Rethinking Dams: Innovative Hydropower Solutions to Achieve Sustainable Food and Energy Production and Sustainable Communities

Typically, dams have been engineered from the top down. This project will focus on “reverse engineering” (i.e. starting with local needs and natural constraints posed by different locations, and working back to designing the right technology for that setting) the design, site selection, and execution of hydropower dams to provide the energy needs of the countries involved without forgetting to offset local costs with local benefits. This will mean developing new benefits from innovative engineering designs that harvest and redistribute sediments as “alluvial fertilizer” to improve food productivity along with energy production. It also may mean smaller hydropower units where sediment can best be diverted to sustain food production and ensuring the productivity of rivers. The reverse engineering aims to avoid population resettlement, and to cause less disruption in the streams thus maintaining fish migrations, biodiversity, and fish productivity for local fishers (Winemiller et al. 2016). The Amazon, is the most biodiverse of the great rivers of the world, with 2,320 known species (1,488 of them endemic) and stands to experience the greatest losses.

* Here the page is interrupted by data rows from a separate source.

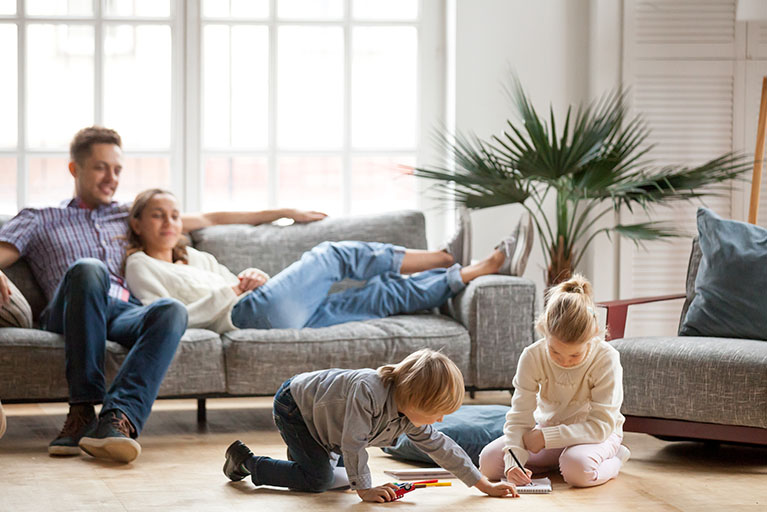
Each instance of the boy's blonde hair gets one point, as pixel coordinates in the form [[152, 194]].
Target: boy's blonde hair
[[569, 315], [427, 381]]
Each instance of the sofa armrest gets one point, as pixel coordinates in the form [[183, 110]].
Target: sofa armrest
[[499, 313], [617, 311]]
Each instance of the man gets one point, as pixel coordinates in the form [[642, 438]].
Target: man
[[76, 253]]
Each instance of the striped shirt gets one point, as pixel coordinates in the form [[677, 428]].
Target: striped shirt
[[53, 238]]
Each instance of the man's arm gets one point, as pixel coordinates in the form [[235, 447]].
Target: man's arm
[[193, 221], [8, 256]]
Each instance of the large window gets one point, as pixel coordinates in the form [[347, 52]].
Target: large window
[[233, 104]]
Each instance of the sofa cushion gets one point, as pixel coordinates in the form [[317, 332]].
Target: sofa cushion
[[730, 299], [258, 361], [712, 380], [197, 366], [272, 248]]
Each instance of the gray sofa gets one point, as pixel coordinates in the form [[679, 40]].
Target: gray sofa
[[484, 329], [691, 387]]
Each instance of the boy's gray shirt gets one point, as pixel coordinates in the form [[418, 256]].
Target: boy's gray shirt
[[348, 410]]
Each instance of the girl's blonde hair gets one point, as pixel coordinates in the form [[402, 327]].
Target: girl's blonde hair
[[569, 315], [427, 381], [134, 243]]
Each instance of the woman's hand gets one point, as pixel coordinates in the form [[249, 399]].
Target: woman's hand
[[517, 477], [251, 278], [380, 494], [534, 440]]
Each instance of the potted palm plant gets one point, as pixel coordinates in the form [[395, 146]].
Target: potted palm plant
[[595, 166]]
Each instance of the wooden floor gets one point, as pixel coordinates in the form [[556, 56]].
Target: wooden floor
[[180, 469]]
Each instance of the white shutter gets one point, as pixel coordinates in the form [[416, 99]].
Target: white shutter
[[685, 80]]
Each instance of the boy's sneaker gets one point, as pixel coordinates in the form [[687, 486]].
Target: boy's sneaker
[[459, 246], [234, 465], [524, 235], [112, 438], [80, 420]]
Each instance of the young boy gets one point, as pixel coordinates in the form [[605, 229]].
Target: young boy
[[325, 414]]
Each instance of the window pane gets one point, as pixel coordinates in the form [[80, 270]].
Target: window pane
[[8, 190], [384, 79], [8, 86], [382, 184], [137, 84], [149, 8], [310, 183], [238, 183], [310, 88], [141, 173], [388, 10], [7, 6], [235, 87], [60, 7], [310, 9], [60, 57], [49, 181], [235, 8]]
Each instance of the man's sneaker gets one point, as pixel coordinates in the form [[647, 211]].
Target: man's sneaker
[[112, 438], [459, 246], [80, 420], [234, 465], [524, 235], [2, 420]]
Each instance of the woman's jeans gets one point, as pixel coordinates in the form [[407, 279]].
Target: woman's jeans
[[298, 296], [310, 468]]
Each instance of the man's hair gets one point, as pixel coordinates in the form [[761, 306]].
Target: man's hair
[[80, 147], [427, 381]]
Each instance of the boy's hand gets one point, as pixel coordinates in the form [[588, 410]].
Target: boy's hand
[[517, 477], [380, 494], [498, 489], [534, 440]]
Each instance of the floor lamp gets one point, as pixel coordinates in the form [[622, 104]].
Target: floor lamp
[[756, 10]]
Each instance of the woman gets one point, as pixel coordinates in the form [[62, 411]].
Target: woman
[[159, 265]]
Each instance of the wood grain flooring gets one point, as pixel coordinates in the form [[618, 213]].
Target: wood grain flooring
[[180, 469]]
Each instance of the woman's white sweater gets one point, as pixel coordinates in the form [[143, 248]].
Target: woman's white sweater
[[576, 405], [204, 286]]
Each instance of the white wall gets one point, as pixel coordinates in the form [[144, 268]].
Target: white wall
[[549, 45]]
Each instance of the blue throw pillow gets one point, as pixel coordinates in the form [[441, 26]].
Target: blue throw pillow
[[731, 286], [471, 426]]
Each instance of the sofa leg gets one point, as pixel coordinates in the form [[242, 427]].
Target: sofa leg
[[202, 412]]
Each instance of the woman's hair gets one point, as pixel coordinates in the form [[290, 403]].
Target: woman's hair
[[427, 381], [134, 243], [569, 315]]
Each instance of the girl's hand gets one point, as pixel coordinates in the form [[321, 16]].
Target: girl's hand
[[497, 489], [534, 440], [252, 278], [380, 494], [517, 477]]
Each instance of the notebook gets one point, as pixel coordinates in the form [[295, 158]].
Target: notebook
[[419, 473]]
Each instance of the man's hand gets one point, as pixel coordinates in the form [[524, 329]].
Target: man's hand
[[380, 494], [517, 477], [252, 278], [5, 290], [304, 216], [498, 489], [534, 440]]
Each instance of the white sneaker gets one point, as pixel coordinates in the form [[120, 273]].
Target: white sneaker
[[459, 246]]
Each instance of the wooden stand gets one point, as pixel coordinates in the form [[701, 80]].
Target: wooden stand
[[756, 178]]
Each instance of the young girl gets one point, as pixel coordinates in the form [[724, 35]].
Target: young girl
[[567, 398], [159, 265], [325, 414]]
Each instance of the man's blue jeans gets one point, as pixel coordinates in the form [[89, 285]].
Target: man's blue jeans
[[311, 466], [298, 296], [83, 312]]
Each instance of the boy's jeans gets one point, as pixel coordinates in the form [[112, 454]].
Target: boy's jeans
[[311, 466], [298, 296]]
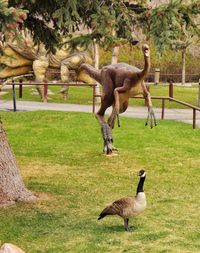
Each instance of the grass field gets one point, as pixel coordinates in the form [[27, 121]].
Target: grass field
[[83, 95], [60, 158]]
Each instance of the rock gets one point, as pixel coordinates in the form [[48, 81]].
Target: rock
[[10, 248]]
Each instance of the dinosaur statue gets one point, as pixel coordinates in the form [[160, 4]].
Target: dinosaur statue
[[20, 59], [120, 82]]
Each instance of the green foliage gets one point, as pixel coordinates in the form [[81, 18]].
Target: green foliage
[[11, 20], [52, 22], [173, 25]]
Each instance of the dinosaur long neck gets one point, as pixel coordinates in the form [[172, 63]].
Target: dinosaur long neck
[[94, 73], [146, 69], [140, 185]]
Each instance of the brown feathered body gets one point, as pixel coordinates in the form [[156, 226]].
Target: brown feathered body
[[126, 207]]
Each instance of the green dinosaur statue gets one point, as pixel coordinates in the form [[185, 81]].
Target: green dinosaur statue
[[20, 59]]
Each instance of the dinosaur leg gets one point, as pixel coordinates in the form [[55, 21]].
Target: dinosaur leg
[[111, 119], [121, 94], [151, 115], [106, 131]]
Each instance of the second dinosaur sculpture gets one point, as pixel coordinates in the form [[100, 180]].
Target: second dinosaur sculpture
[[120, 82]]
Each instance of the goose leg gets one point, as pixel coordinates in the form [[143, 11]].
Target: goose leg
[[127, 228]]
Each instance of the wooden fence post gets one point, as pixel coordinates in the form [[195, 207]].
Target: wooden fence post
[[198, 102], [171, 88], [20, 88], [157, 76]]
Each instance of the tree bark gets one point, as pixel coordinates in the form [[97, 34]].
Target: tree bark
[[12, 188]]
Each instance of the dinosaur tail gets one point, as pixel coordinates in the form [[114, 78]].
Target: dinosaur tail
[[94, 73]]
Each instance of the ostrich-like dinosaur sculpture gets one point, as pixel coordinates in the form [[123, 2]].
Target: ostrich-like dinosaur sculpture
[[120, 82]]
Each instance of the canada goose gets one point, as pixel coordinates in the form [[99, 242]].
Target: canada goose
[[129, 206]]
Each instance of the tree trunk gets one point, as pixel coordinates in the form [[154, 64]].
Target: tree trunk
[[96, 65], [183, 64], [12, 188], [115, 55]]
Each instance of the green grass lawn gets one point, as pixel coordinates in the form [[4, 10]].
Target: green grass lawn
[[83, 95], [60, 158]]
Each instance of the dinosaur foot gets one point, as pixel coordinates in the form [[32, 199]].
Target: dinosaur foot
[[151, 119], [108, 147]]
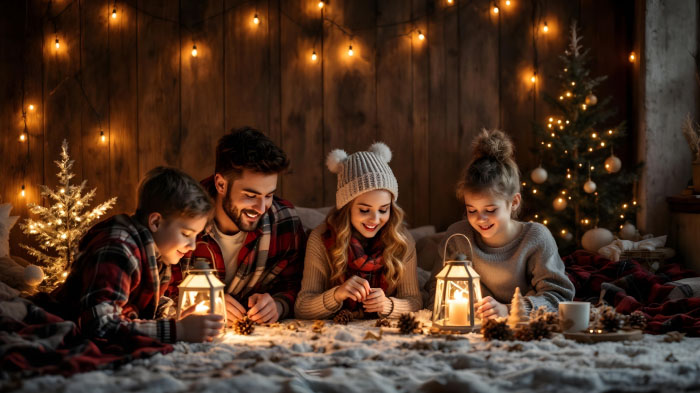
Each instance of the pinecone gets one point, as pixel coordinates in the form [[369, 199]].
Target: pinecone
[[610, 321], [407, 323], [382, 322], [343, 317], [523, 334], [539, 329], [496, 329], [244, 326], [637, 320]]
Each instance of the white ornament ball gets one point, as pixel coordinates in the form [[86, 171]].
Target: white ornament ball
[[612, 164], [589, 186], [591, 99], [628, 231], [596, 238], [538, 175], [559, 203], [33, 275]]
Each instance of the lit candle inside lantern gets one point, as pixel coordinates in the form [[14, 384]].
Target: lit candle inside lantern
[[458, 309]]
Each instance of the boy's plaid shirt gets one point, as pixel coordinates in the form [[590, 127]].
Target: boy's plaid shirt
[[270, 261], [116, 283]]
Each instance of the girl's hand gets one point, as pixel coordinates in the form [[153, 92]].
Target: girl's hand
[[489, 308], [376, 300], [354, 288]]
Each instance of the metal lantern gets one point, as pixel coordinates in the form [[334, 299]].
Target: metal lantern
[[202, 290], [457, 291]]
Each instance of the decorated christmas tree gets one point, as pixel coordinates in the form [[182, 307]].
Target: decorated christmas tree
[[580, 184], [60, 226]]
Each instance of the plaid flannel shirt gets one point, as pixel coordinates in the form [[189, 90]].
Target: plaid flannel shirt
[[270, 261], [116, 283]]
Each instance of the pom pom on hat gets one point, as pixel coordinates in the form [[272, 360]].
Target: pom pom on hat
[[335, 160], [381, 150]]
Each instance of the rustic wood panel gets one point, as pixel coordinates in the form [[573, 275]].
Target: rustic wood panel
[[122, 130], [202, 92], [420, 55], [302, 103], [94, 58], [247, 94], [394, 93], [349, 89], [160, 140]]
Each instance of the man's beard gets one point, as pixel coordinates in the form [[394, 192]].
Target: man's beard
[[237, 215]]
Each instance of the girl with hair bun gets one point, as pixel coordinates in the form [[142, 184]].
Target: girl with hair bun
[[361, 258], [507, 253]]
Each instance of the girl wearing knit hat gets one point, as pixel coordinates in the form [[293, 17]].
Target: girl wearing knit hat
[[507, 253], [362, 257]]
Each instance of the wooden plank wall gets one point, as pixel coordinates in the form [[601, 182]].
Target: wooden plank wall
[[134, 78]]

Solutions that we will explore include in-stream turbines that do not dam up the river or the sediment, small dams, and combinations of these depending on site physical and social characteristics. In other words, we propose to build a knowledge system to design innovative combinations of renewable energy that will have the potential to produce not just energy but enhance food production, rural electrification, fish biodiversity, and sustainable livelihoods.